Erica swings her arms and moves along, finds another sign a few steps farther.
This land was first home to the Ottawa tribe,
who left shortly after they arrived; then Moravian missionaries, who wrote to their congregation that there was “darkness on the land”; then the New England settlers, who drowned and hanged themselves. It is now a place to observe songbirds, pick blackberries, and sit beside various ponds.
She tries to clear her mind but her brain feels itchy. She wants to find an empty clearing to become one with, or a patch of quicksand in which to briefly suspend.
Erica takes deep breaths but still feels the her in her.
The air smells dim and shapeless, like burlap or fear.
The words of Christopher Brosius: “Perfume is too often an ethereal corset trapping everyone in the same unnatural shape.” Erica looks at everything in front of her at once and detects a million little movements.

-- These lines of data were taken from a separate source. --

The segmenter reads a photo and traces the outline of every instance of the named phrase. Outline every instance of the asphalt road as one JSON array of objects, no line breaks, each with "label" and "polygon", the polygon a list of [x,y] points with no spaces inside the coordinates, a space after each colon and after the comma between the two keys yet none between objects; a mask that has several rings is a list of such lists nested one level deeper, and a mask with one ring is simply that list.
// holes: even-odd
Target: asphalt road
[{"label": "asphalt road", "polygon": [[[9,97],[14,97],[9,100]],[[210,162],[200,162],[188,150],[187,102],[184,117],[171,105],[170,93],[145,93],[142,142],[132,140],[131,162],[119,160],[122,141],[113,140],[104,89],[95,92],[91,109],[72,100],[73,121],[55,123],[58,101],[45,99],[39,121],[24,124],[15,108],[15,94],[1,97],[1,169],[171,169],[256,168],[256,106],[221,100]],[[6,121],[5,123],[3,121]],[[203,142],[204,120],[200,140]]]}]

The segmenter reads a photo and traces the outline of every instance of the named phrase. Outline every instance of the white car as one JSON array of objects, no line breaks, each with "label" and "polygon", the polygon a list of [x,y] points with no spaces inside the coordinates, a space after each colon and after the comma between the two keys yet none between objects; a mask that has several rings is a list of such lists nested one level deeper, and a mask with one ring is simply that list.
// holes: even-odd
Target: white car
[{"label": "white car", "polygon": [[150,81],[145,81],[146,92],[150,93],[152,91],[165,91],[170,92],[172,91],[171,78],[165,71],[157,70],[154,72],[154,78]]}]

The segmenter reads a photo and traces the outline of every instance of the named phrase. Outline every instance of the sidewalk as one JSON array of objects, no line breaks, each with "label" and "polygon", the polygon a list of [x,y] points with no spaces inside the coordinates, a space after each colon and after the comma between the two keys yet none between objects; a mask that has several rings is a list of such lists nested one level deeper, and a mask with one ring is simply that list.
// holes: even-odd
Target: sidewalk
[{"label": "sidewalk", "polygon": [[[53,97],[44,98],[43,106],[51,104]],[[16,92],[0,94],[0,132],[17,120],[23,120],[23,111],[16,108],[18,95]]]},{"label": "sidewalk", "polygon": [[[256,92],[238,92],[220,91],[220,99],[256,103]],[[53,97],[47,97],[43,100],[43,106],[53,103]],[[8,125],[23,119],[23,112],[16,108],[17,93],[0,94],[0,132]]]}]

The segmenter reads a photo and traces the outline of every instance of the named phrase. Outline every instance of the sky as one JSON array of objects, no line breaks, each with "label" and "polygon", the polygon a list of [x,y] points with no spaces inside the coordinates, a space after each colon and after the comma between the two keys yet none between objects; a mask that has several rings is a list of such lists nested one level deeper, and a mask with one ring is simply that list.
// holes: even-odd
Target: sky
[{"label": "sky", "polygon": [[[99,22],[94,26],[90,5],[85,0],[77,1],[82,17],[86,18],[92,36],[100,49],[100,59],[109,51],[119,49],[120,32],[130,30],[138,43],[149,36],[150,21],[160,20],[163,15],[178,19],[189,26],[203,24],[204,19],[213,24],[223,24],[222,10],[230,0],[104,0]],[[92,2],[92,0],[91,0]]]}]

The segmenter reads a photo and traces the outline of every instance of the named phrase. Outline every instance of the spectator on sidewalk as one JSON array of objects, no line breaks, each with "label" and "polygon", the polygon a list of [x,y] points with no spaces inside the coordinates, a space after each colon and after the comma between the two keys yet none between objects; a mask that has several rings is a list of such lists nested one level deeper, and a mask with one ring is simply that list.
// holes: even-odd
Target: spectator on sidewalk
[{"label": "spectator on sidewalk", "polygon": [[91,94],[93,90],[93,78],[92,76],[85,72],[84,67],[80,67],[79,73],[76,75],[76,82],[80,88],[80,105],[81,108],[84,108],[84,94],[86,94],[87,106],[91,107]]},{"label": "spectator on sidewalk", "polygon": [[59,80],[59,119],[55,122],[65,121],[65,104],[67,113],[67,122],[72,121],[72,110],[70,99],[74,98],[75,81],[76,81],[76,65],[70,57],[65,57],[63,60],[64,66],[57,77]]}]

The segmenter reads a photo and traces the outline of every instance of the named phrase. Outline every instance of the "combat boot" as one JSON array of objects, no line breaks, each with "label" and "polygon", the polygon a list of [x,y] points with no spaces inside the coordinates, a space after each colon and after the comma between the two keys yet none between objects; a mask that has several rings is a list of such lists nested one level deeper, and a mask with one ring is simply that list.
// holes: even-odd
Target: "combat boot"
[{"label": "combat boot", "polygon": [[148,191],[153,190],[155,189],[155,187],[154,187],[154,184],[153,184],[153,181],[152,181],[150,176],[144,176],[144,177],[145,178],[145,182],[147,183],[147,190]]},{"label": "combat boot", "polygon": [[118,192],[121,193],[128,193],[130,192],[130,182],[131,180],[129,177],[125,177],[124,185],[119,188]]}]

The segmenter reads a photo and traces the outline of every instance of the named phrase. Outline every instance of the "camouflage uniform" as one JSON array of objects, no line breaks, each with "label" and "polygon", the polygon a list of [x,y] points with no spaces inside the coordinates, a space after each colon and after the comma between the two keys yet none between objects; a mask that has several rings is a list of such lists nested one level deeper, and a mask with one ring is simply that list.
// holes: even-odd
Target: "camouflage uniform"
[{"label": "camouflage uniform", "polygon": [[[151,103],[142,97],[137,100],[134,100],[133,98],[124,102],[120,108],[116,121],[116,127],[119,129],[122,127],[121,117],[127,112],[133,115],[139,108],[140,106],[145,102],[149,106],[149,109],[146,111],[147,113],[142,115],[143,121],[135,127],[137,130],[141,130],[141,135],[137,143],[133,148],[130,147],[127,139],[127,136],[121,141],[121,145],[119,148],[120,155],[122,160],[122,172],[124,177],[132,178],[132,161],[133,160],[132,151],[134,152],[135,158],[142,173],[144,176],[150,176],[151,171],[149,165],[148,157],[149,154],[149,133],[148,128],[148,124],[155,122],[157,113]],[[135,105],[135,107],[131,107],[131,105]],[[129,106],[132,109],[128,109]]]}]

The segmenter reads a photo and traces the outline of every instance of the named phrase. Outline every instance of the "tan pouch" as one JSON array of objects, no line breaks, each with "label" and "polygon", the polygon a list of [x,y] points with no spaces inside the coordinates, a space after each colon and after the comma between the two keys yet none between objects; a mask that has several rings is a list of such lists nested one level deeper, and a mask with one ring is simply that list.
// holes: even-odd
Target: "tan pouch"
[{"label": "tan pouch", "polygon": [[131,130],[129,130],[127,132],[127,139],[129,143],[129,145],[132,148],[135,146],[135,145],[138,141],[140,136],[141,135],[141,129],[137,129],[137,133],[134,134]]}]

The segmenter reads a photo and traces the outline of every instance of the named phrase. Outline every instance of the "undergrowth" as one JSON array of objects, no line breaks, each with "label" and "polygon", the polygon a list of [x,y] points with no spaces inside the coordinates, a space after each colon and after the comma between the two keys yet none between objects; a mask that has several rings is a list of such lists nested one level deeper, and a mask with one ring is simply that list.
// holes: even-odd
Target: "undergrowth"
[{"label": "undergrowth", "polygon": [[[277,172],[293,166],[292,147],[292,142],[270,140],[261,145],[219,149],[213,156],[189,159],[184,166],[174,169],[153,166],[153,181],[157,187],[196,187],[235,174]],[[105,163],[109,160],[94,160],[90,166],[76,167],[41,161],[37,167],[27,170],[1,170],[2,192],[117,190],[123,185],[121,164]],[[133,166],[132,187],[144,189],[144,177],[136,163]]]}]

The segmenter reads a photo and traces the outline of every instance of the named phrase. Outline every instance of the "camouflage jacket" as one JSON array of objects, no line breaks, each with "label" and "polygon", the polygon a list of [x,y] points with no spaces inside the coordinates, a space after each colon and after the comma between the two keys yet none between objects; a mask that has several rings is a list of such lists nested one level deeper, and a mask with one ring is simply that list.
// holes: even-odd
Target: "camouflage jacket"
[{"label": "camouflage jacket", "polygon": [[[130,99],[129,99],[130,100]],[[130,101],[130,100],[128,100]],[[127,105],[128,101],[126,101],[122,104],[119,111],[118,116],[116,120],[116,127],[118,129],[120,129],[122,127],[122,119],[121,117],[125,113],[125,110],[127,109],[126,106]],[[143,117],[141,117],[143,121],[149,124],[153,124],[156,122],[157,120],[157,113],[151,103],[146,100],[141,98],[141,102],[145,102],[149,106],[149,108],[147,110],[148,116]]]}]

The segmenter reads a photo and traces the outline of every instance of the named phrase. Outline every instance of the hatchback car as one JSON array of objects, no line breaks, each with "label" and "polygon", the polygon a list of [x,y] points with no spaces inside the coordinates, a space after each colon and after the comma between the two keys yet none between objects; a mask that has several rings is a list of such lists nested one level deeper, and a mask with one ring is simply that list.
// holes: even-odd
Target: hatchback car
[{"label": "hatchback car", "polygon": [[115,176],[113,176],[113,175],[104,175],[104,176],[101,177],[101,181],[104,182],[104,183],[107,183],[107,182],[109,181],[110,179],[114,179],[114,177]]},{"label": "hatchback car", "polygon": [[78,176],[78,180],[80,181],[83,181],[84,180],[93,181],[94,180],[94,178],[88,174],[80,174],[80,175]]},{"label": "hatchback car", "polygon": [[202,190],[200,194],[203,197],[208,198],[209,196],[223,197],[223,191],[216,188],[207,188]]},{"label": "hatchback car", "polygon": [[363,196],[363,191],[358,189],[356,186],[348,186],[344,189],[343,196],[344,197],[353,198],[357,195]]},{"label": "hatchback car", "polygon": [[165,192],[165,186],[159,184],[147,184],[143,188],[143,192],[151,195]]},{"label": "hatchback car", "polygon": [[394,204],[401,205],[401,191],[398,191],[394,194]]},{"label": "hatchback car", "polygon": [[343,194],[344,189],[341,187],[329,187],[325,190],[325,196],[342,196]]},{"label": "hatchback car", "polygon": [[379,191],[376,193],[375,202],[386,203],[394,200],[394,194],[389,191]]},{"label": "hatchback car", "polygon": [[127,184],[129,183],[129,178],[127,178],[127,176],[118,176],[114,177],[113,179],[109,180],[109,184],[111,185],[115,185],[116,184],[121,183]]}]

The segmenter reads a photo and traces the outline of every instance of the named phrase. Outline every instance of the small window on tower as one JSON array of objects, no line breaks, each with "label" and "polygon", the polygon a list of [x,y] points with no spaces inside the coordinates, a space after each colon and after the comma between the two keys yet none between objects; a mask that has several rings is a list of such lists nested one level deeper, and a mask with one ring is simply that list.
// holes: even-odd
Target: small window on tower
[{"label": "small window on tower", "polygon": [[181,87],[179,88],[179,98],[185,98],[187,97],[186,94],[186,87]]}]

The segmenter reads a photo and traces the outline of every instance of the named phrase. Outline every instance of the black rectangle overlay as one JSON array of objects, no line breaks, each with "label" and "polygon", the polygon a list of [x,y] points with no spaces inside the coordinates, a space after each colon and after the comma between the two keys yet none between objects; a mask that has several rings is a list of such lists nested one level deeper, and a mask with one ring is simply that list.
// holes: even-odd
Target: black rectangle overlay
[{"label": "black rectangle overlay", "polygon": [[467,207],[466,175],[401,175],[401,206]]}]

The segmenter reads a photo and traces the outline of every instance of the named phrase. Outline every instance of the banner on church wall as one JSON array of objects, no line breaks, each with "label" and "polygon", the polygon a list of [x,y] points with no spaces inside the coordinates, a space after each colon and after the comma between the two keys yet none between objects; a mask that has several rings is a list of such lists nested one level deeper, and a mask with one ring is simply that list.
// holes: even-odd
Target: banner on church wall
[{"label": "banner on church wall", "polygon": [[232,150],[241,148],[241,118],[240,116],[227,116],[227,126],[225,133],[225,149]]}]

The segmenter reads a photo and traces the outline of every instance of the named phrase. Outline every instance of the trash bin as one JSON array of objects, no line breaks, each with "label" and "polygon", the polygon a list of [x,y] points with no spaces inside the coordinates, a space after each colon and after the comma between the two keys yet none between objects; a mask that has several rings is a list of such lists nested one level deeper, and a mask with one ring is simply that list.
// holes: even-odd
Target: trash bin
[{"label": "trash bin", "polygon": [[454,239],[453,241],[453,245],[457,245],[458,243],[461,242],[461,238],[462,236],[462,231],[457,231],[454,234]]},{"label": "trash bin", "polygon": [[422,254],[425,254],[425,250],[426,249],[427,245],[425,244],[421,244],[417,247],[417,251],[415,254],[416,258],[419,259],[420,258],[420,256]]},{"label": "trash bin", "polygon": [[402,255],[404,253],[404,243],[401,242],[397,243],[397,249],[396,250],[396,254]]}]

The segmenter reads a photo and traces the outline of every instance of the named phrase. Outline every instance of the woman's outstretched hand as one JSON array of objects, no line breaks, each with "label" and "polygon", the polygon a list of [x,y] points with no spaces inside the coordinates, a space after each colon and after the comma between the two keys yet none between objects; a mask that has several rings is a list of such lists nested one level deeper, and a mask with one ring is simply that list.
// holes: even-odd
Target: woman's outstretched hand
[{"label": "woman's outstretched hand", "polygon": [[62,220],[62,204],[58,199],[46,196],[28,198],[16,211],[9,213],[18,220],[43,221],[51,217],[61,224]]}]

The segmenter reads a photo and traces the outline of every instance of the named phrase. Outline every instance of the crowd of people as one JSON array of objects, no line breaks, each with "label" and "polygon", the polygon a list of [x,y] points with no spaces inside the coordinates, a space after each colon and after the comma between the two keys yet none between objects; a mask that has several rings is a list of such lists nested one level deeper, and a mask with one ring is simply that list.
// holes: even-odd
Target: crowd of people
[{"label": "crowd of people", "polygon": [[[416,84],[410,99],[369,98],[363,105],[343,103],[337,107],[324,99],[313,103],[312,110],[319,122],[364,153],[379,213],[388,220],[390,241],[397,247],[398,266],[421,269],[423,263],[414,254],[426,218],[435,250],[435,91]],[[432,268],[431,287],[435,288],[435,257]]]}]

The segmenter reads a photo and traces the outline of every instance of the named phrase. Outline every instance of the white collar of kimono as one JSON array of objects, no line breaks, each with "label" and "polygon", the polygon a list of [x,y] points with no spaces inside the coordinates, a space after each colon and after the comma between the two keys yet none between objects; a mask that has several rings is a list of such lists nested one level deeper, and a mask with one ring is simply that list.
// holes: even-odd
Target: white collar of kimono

Her mother lives in the flatlands now. “You always know when people are coming,” she once whispered over the phone. It’s quiet there. Erica stood in a crowded room last night; a hush fell over everyone at twenty minutes past the hour. According to a website about divine synchronicity, this means an angel passed by.
Erica feels for the shape of her phone in her pants and remembers that she intentionally left it in the car.
This wetland patch is populated solely by decades-old skunk cabbages. Maroon in color, skunk cabbages wake in early winter, when other plants are still sleeping. The smell, similar to rot, both attracts flies to pollinate and deters other wildlife from eating them.
Erica looks past the sign and sees pieces of trash stuck in the mud.
There are old oak trees around a pond that make opening-door sounds—like visitors—when the wind blows. Erica tries to listen to the river sounds but gets distracted by the rhythm of her breath.
Do you see beavers building their dams nearby? It is a little-known fact that beavers dislike the sound of rushing water. It drives them to do anything to block it out, to make dams.